In many ways, this chapter is designed to present vignettes of popular evaluation regimes throughout the early history of RLHF, so readers can understand the common themes, details, and failure modes.

Evaluation for RLHF and post-training has gone a few distinct phases in its early history:

Early chat-phase: Early models trained with RLHF or preference tuning targeted evaluations focused on capturing the chat performance of a model, especially relative to known strong models such as GPT-4. Early examples include MT-Bench [1], AlpacaEval [2], and Arena-Hard [3]. Models were evaluated narrowly and these are now considered as “chat” or “instruction following” domains.
Multi-skill era: Over time, common practice established that RLHF can be used to improve more skills than just chat. For example, the Tülu evaluation suite included tasks on knowledge (MMLU [4], PopQA [5], TruthfulQA [6]), Reasoning (BigBenchHard [7], DROP [8]), Math (MATH [9], GSM8K [10]), Coding (HumanEval [11], HumanEval+ [12]), Instruction Following [13], and Safety (a composite of many evaluations). This reflects the domain where post-training is embraced as a multi-faceted solution beyond safety and chat.
Reasoning & tools: The current era for post-training is defined by a focus on challenging reasoning and tool use problems. These include much harder knowledge-intensive tasks such as GPQA Diamond [14] and Humanity’s Last Exam [15], intricate software engineering tasks such as SWE-Bench+ [16] and LiveCodeBench [17], or challenging math problems exemplified by recent AIME contests.

Beyond this, new domains will evolve. As AI becomes more of an industrialized field, the incentives of evaluation are shifting and becoming multi-stakeholder. Since the release of ChatGPT, private evaluations such as the Scale Leaderboard [18], community-driven evaluations such as ChatBotArena [19], and third-party evaluation companies such as ArtificialAnalysis and Epoch AI have proliferated. Throughout this chapter we will include details that map to how these evaluations were implemented and understood.

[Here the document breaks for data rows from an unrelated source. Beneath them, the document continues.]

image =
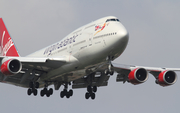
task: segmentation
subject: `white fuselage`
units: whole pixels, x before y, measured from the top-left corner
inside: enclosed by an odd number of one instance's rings
[[[97,69],[107,62],[108,56],[114,60],[121,55],[129,37],[125,27],[116,19],[109,16],[91,22],[73,31],[60,42],[29,55],[49,58],[64,56],[71,62],[50,71],[41,79],[72,81],[87,75],[87,69]]]

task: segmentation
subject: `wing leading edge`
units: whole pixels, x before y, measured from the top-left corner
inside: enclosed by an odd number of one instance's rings
[[[156,83],[161,86],[174,84],[177,80],[174,71],[180,71],[180,68],[145,67],[115,63],[113,63],[113,69],[118,73],[117,82],[125,83],[127,81],[134,85],[144,83],[148,79],[148,73],[150,73],[155,77]]]

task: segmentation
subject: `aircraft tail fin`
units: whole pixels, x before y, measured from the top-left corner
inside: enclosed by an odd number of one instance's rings
[[[20,56],[2,18],[0,18],[0,56]]]

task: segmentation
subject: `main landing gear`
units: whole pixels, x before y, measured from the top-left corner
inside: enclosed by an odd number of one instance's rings
[[[112,61],[112,57],[108,57],[107,58],[107,60],[108,60],[108,69],[106,69],[105,71],[104,71],[104,74],[105,75],[108,75],[108,74],[110,74],[110,75],[113,75],[114,74],[114,70],[113,70],[113,65],[112,65],[112,63],[111,63],[111,61]]]
[[[41,93],[40,93],[41,97],[43,97],[44,95],[46,95],[47,97],[49,97],[49,96],[51,96],[52,94],[53,94],[53,89],[50,88],[50,89],[48,90],[47,87],[45,87],[44,89],[42,89],[42,90],[41,90]]]
[[[34,96],[36,96],[38,93],[37,88],[39,88],[39,82],[30,82],[29,89],[27,90],[27,94],[31,95],[33,93]]]
[[[66,98],[70,98],[71,96],[73,96],[73,90],[70,89],[68,91],[68,83],[65,83],[64,90],[60,92],[60,97],[61,98],[64,98],[65,96],[66,96]]]
[[[87,92],[86,92],[86,94],[85,94],[85,98],[86,99],[89,99],[89,97],[91,97],[91,99],[95,99],[95,97],[96,97],[96,95],[95,95],[95,92],[97,92],[97,86],[91,86],[91,85],[89,85],[88,87],[87,87]]]

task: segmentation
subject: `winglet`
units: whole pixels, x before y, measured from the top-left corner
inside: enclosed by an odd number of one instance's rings
[[[0,18],[0,56],[19,57],[18,51],[7,31],[2,18]]]

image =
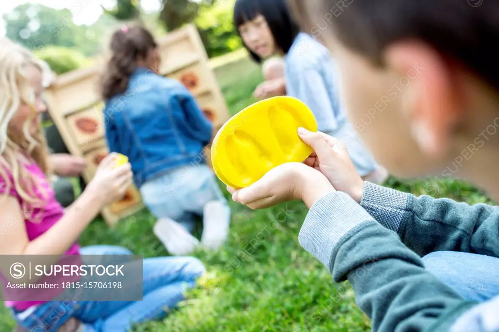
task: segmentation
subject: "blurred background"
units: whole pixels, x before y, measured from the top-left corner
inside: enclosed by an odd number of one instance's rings
[[[91,65],[110,34],[140,22],[156,35],[186,23],[197,26],[210,58],[239,49],[235,0],[10,0],[0,6],[0,36],[32,50],[58,74]]]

Prompting Formatting: From Few-shot to Zero-shot to CoT

Prompting language models is primarily a verb, but it is also considered a craft or art that one can practice and/or train in general [20]. A prompt is the way of structuring information and context for a language model. For common interactions, the prompt is relatively basic. For advanced scenarios, a well crafted prompt will mean success or failure on a specific one-off use-case.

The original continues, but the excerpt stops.